What are the typical mistakes that you'll see?
“Candidates referring to how much they want to work for another firm, or to a fact which clearly relates to another firm - for example, mentioning a transaction we weren’t involved in! Although we wouldn’t necessarily rule out a candidate because of this, it doesn’t create a great first impression and makes us worry about their attention to detail. We understand mistakes happen, but encourage candidates to minimise this risk by asking someone to look over their application before submitting it.”
How much partner involvement is there?
“One of the factors that distinguishes Slaughter and May’s application process is how heavily involved partners are. A team partners reviews most applications. For our summer work experience schemes you are interviewed by a partner and an associate. Afterwards, a partner presents your application at a meeting of interviewing partners before deciding whether to make an offer. The partners consider trainee solicitor recruitment to be an important part of their role - trainee solicitors are the future of the firm after all!”

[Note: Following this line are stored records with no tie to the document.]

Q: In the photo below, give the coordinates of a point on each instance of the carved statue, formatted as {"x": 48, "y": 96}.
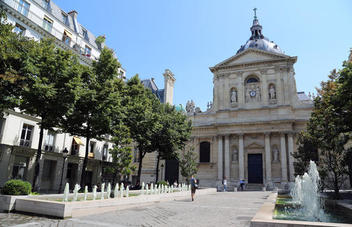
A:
{"x": 235, "y": 155}
{"x": 233, "y": 96}
{"x": 190, "y": 106}
{"x": 272, "y": 92}
{"x": 209, "y": 105}
{"x": 258, "y": 93}
{"x": 275, "y": 154}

Are social events held during the vacation scheme?
“A number of social events are planned to enable the students to bond and to give them opportunities to talk with trainees, associates, partners and the trainee recruitment team on an informal basis. There is a drop-in breakfast, lunches, dinners, a trip to our Brussels office, a ‘Masterchef’ competition and a communications workshop at the Young Vic Theatre.”
How are students assessed on the work experience schemes?
“We don’t have a formal assessment process. The focus of the scheme is to enable students to find out what commercial law is about and if Slaughter and May is right for them. We aren’t continually assessing students; we want them to be able to ask questions and get a real understanding of the firm without worrying about how they’re perceived. Each student sits with an associate and will be involved in the work of that associate, who will write a few lines about the student - if they turned up on time, seemed interested, asked sensible questions etc. That’s it though.”
What happens after the scheme?
“All work experience students are offered the opportunity to interview for a training contract. As there are no assessments during the scheme, students go through the same training contract interview process as any other applicant: a written exercise, interview with two partners including a discussion on a newspaper article and a short HR interview. The real benefit of undertaking a work experience scheme is to be able to more fully develop the logic and narrative around why you want to do commercial law and why Slaughter and May.”
What is the final piece of advice you'd give to students?
“Research and spend time on each application. Submit fewer if it allows you to give your best to each. Good luck, and don’t be disheartened if you are unsuccessful - it is absolutely worth applying again. These interviews are great practice for training contract interviews. We’ve recruited many trainees who were unsuccessful at this stage.”